I had an idea once for vastly improving the quality of representation in a representative democracy. As far as I can recall I came up with it independently, although someone else must have suggested it first because it's so completely obvious. It's possible I read it somewhere and I'm just blanking out where.

The idea is this: instead of having any sort of election, you have people announce that they are willing to serve as representatives, and citizens choose one. A representative's vote in congress has a weight proportional to the number of constituents he represents. Perhaps a representative needs a minimum number of constituents (say, 5000 or so) to be seated. Representatives could be chosen from anywhere in the country, although it's likely that some of them would announce that they are particularly devoted to the interests of some particular area, and so citizens who live in that area who are particularly concerned with local issues would be likely to choose that representative. Perhaps changing representatives could be done at any time, or perhaps only once a year or so. Who represents whom would be a matter of public record, so if a representatives "constituents" were largely dead or fictitious persons this would quickly be discovered and he would be prosecuted.

It seems to me that something along those lines would enormously increase the degree to which a "representative" really did represents his constituents, would eliminate all concerns about districting/gerrymandering, and would substantially reduce voter fraud.

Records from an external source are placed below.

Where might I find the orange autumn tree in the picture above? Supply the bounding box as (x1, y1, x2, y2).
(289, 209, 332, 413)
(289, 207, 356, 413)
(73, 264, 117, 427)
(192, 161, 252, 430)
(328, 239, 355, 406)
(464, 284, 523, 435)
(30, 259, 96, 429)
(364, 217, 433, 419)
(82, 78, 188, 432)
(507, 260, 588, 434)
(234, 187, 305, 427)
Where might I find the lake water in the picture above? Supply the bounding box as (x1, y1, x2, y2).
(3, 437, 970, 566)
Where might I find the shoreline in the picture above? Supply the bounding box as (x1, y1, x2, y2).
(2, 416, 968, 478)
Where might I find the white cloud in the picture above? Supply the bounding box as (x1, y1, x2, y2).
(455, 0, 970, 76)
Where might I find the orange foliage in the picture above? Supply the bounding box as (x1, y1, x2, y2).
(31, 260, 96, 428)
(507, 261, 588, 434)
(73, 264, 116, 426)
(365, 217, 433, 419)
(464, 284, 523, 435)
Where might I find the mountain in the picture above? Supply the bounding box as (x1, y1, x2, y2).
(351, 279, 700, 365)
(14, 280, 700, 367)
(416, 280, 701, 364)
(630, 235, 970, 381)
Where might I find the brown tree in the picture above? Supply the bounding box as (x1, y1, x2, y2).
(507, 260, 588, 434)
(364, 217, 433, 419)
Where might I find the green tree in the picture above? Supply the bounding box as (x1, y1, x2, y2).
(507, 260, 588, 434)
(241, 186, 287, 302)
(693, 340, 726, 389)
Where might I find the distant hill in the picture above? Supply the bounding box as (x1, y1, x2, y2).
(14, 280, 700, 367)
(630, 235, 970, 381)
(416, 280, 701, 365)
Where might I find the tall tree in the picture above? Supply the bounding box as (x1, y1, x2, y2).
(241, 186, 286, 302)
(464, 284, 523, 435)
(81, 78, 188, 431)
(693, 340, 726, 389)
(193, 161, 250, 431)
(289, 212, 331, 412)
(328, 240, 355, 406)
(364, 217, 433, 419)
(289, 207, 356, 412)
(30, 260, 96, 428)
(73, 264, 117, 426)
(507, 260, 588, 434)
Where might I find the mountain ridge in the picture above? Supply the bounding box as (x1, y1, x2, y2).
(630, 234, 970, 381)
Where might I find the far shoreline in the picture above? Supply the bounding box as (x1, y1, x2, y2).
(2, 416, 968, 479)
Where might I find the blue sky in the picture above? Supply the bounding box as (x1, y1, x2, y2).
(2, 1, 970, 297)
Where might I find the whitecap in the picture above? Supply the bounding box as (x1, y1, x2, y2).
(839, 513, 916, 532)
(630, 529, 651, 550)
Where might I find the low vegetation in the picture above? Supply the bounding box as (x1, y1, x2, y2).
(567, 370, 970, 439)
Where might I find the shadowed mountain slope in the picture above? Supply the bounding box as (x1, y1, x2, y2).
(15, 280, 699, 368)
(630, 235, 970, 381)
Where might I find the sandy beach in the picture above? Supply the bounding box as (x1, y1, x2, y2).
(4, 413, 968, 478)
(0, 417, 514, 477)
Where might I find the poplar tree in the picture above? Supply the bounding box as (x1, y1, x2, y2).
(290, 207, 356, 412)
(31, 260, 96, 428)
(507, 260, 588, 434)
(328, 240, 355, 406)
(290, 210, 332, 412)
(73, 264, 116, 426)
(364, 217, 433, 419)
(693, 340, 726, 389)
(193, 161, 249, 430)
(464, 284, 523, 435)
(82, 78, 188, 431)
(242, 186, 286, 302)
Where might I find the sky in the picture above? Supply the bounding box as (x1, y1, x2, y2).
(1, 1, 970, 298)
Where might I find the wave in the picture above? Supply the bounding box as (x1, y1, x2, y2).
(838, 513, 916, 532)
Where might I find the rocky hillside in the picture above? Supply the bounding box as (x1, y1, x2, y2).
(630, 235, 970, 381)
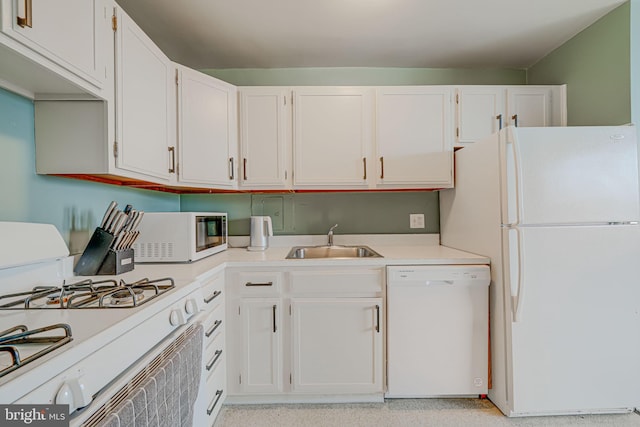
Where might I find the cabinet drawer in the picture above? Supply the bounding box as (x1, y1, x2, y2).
(203, 309, 224, 344)
(290, 269, 384, 294)
(201, 272, 224, 309)
(203, 359, 226, 422)
(237, 271, 282, 294)
(204, 332, 225, 381)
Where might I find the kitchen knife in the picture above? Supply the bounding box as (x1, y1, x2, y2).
(112, 212, 128, 236)
(102, 209, 119, 232)
(99, 201, 117, 229)
(105, 210, 121, 233)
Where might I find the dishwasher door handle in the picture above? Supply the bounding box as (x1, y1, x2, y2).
(425, 280, 454, 286)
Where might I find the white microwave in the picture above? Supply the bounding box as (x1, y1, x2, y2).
(133, 212, 227, 263)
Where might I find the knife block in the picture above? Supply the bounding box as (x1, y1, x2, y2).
(74, 228, 135, 276)
(74, 227, 115, 276)
(96, 248, 135, 275)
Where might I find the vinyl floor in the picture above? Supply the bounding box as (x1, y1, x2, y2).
(214, 399, 640, 427)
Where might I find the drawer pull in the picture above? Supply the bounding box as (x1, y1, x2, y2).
(206, 349, 223, 371)
(205, 320, 222, 338)
(204, 290, 221, 304)
(206, 389, 224, 415)
(245, 281, 273, 287)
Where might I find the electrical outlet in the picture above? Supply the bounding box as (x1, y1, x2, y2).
(409, 213, 425, 229)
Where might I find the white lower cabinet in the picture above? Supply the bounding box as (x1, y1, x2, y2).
(291, 298, 383, 393)
(226, 267, 384, 403)
(239, 298, 283, 393)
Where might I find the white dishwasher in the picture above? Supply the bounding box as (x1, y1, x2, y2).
(386, 265, 490, 398)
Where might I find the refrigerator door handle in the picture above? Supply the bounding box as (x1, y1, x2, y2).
(511, 227, 525, 322)
(508, 135, 523, 226)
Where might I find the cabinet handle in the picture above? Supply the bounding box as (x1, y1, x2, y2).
(204, 290, 221, 304)
(245, 281, 273, 287)
(375, 304, 380, 333)
(243, 158, 247, 181)
(229, 157, 235, 180)
(379, 156, 384, 179)
(206, 390, 224, 415)
(512, 114, 518, 127)
(206, 349, 223, 371)
(205, 320, 222, 338)
(362, 157, 367, 180)
(272, 304, 277, 333)
(496, 114, 503, 130)
(168, 146, 176, 173)
(16, 0, 32, 28)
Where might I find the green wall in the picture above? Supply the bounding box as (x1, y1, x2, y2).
(527, 3, 631, 125)
(181, 192, 440, 236)
(202, 67, 526, 86)
(0, 88, 179, 252)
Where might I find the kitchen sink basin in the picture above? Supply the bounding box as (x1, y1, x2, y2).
(286, 245, 382, 259)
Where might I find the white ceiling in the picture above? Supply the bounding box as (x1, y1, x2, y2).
(115, 0, 627, 70)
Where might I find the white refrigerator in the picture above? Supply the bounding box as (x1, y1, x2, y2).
(440, 125, 640, 417)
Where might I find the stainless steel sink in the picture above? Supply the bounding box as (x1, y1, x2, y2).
(286, 245, 382, 259)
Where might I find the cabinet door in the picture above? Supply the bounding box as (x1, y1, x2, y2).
(114, 7, 174, 182)
(239, 298, 282, 393)
(293, 87, 373, 188)
(375, 87, 453, 188)
(0, 0, 108, 88)
(456, 86, 505, 145)
(506, 87, 552, 127)
(178, 66, 238, 188)
(239, 87, 290, 189)
(291, 298, 383, 394)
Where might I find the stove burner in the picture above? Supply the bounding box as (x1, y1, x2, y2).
(0, 278, 175, 310)
(109, 288, 144, 305)
(0, 324, 73, 378)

I mention the idea because the idea itself and its advantages (assuming one thinks accurate representation is a good thing) seem so obvious to me that I wonder why no nation as implemented it (although I think the German system of electing Bundestag members has some similarities). I can't recommend it as stated, because it would still seem to allow a majority to arbitrarily impose its will on a minority. But I think it may be useful as a mental stepping-stone.